Past research has shown that shopping can both cause stress and help you cope with it, depending on your disposition. Likewise, there’s ample evidence that the holiday season increases both spending and psychological stress. Yet there has been little data on which personality types are most vulnerable to spending as a result of this seasonality. To answer this question, Weston and her team obtained data from a money management app that provided people with daily reports on their income and spending habits. A total of 2,133 people participated in the study, which included a personality assessment of traits such as openness to experience, conscientiousness, extraversion, agreeableness, and neuroticism. Then researchers looked at how this lined up with 2.2 million transactions during the holiday season, and found that emotionally stable individuals spent more, whereas those who scored high in neuroticism spent less over the same time period.

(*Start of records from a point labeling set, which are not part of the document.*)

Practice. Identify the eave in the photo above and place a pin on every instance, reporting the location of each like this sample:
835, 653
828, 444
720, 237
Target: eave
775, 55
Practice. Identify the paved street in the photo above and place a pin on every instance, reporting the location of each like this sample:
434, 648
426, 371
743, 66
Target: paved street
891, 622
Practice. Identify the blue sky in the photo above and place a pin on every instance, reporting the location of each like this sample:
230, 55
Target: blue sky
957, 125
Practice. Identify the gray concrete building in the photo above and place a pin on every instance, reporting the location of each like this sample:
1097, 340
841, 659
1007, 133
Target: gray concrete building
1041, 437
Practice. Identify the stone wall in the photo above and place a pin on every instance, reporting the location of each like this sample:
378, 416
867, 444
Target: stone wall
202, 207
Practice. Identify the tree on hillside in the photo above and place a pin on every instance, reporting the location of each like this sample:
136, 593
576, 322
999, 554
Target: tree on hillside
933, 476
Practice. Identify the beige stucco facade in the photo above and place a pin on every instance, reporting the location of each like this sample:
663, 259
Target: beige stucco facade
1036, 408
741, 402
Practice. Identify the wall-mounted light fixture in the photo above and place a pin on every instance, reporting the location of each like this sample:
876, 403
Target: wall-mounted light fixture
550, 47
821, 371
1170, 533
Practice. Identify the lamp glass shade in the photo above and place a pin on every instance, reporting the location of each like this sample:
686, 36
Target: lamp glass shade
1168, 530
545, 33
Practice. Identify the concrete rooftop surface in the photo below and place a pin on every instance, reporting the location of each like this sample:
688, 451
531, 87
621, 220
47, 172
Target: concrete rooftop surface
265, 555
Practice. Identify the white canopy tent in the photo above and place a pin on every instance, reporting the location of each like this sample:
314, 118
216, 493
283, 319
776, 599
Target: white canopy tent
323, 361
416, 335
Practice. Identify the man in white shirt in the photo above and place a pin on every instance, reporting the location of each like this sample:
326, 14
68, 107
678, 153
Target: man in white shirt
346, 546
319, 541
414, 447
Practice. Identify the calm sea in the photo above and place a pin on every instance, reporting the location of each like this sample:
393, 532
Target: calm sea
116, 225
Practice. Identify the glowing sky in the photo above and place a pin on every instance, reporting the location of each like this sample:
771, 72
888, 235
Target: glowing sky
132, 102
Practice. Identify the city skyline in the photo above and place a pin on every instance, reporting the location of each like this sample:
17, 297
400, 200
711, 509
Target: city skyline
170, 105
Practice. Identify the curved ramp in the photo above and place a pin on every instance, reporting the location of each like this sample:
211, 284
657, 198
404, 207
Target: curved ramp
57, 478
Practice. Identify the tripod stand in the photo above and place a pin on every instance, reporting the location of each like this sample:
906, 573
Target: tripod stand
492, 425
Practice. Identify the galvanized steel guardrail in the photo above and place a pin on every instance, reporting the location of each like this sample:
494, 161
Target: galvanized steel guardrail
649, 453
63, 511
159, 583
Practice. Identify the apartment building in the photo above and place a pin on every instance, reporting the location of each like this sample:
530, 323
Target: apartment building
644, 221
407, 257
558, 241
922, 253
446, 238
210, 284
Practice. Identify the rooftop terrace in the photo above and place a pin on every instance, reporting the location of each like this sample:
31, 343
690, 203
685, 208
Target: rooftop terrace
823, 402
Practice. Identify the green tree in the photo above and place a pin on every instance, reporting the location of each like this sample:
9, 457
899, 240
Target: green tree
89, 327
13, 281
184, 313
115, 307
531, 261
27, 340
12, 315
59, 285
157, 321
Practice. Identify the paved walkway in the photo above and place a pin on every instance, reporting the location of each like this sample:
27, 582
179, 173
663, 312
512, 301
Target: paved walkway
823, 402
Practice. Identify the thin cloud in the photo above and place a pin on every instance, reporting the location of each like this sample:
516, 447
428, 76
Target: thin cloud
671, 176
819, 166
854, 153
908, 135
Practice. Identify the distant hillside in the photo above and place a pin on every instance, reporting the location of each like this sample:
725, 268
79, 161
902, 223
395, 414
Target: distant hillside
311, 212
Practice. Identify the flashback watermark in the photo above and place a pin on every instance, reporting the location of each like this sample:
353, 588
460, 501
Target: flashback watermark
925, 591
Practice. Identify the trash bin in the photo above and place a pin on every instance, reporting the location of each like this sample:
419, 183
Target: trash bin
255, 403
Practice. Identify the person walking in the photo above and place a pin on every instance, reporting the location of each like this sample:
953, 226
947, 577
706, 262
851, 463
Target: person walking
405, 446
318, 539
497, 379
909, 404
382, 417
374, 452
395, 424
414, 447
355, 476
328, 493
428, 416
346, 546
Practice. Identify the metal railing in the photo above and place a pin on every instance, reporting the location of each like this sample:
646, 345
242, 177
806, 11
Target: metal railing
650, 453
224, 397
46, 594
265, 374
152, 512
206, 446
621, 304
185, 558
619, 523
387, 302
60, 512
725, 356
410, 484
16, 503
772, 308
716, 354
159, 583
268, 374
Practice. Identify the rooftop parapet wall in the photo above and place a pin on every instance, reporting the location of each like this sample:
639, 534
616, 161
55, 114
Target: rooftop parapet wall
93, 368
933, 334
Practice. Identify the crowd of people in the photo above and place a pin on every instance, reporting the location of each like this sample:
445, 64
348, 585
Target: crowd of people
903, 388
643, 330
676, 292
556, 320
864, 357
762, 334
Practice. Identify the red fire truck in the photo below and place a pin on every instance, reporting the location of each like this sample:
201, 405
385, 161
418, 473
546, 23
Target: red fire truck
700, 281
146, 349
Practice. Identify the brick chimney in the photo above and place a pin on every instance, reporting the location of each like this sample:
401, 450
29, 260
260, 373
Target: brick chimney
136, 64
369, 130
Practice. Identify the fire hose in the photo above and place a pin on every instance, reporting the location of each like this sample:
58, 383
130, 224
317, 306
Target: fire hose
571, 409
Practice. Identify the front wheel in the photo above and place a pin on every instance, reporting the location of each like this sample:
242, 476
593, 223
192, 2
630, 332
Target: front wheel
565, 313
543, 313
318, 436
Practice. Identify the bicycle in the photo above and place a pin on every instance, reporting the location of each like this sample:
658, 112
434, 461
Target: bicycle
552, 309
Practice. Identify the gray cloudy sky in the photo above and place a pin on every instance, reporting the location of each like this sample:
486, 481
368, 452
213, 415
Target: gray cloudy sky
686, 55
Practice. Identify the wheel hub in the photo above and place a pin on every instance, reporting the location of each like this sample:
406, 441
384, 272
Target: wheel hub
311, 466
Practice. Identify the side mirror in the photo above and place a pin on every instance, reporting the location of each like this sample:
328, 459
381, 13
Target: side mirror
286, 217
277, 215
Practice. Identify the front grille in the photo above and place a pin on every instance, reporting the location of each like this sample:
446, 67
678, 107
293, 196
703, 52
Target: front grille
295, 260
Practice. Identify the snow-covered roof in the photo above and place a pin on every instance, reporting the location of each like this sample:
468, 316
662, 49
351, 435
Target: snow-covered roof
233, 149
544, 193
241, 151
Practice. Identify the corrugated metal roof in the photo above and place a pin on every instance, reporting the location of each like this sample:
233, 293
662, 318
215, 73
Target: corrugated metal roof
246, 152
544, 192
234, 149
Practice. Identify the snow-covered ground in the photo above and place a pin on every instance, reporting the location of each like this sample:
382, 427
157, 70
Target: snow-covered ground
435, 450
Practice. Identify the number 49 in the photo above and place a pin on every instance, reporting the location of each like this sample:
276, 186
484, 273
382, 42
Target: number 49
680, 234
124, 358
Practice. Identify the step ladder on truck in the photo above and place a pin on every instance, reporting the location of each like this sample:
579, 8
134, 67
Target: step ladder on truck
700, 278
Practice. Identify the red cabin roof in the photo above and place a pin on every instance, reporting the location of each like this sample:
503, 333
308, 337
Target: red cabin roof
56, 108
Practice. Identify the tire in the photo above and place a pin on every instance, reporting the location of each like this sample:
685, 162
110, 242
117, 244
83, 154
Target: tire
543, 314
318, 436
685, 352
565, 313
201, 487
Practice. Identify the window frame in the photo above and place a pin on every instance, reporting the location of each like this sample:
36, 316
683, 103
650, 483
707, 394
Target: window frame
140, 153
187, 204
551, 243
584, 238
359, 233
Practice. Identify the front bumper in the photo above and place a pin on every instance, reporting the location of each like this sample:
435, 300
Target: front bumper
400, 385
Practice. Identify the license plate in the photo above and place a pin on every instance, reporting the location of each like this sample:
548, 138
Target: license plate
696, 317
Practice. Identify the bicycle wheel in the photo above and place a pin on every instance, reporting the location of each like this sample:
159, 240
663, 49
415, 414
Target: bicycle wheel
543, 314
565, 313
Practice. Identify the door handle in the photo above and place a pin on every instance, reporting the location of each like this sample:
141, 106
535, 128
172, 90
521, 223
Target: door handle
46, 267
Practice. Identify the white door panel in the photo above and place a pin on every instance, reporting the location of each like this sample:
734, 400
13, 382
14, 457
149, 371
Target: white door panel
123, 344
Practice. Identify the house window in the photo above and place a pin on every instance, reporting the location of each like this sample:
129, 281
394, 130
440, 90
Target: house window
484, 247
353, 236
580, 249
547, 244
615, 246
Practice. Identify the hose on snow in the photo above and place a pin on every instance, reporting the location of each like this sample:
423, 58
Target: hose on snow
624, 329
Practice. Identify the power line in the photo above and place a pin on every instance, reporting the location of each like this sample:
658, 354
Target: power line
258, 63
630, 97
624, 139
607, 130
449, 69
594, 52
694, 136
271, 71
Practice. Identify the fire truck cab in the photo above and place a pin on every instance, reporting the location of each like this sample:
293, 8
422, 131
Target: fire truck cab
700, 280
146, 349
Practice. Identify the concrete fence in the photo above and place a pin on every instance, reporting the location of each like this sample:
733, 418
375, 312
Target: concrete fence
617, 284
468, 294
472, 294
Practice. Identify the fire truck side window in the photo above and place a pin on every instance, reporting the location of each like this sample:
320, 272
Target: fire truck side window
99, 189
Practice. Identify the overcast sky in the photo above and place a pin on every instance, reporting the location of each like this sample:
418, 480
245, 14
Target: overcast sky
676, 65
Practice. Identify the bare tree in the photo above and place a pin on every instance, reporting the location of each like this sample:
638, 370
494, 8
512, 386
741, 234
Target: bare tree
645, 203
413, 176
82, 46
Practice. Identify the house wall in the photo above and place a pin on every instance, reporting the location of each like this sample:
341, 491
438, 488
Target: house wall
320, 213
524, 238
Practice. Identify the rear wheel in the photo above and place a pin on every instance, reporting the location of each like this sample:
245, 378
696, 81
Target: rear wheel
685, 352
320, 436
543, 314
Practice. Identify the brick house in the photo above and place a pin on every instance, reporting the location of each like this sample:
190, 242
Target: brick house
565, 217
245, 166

Still, authors are careful to note that many other factors contribute to how people use their money. Household income surely plays a role, and the study also found that people with artistic interests and active imaginations were more frugal. And the take-home message is surely not that the best way to improve your credit score is to increase your anxiety and neuroticism. Ultimately, the study serves as a broader map to help scientists better understand human behavior.

“By providing objective measures of both annual and holiday spending, the data allow for a truly ecological study of the relationship between personality traits and consumer behavior,” study co-author Joe Gladstone, a professor of consumer behavior at University College London, added.